交際していた男性が既婚者だったと知り、激怒した女性が「なめてると海に沈められるよ」などと男性を脅したとして、恐喝未遂容疑で12月中旬、警視庁に逮捕された。時事通信などの報道によれば、女性は「既婚者であることを隠された悔しさがあり、慰謝料を得ようと思った」などと供述したそうだ。
女性は「既婚か未婚か証明してください。なめてると海に沈められるよ。500万もってこい」などとメールで複数回、送信していた。ネットでは女性の行為はともかく、既婚者と知らされずに交際してしまった女性に、同情する声も上がっていた。
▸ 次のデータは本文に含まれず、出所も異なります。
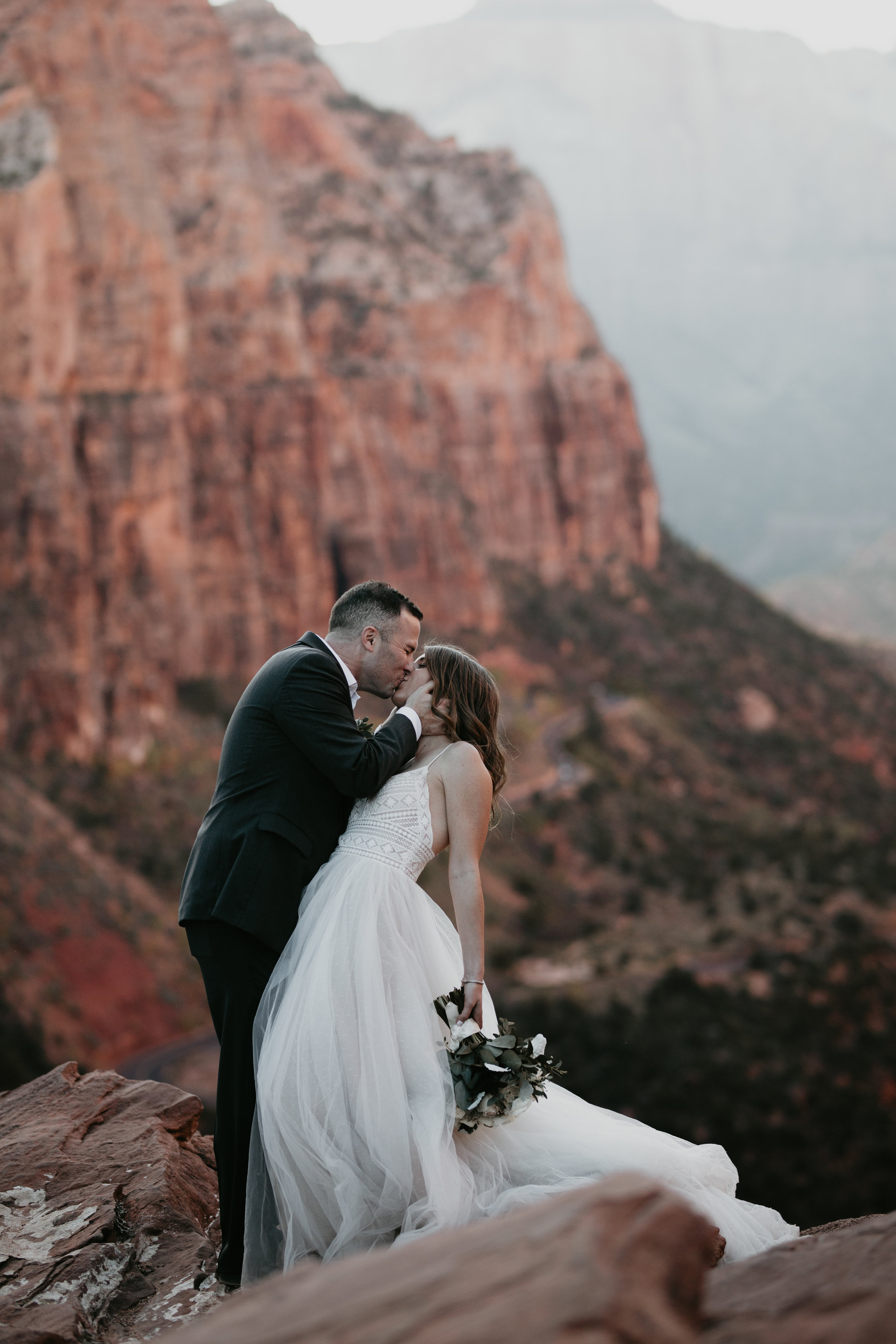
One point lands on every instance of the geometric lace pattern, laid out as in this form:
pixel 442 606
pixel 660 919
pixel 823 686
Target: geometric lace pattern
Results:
pixel 394 827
●既婚の事実を隠された→「損害賠償請求」を検討すべき
今回、女性はどんな対応をするとよかったのか。
冨本和男弁護士によれば、「今回は事件となってしまいましたが、実際にも、一方が既婚者であることを知らずに交際をはじめてしまうケースは珍しくはない」という。
では、騙されてしまった側はどう対応すれば良いのか。
冨本弁護士は「既婚者であることを知らず、女性が真剣に交際していたのだとしたら、精神的なショックは当然あったと思われます。この場合、精神的な損害を被ったとして慰謝料請求はできるでしょう」と話す。
実際に、このような慰謝料請求訴訟も起こされているという。ただ、その場合「相手の妻から、慰謝料を求められる可能性もあります」と指摘する。
しかし(1)相手が既婚者だと認識していた、(2)不注意で相手が既婚者であることを認識しなかった、この2つに該当する場合にしか、慰謝料請求は認められない。
女性が「既婚者であることを隠された」ことが事実とすれば「結婚していることを本当に知らなかったのであって、慰謝料請求に応じる必要性はありません」。
今回、女性が起こした事件は容認されるものではない。恐喝に及ばなくても、相手の男性に制裁を科すことはできたはずで、なんとも残念な結果になってしまった。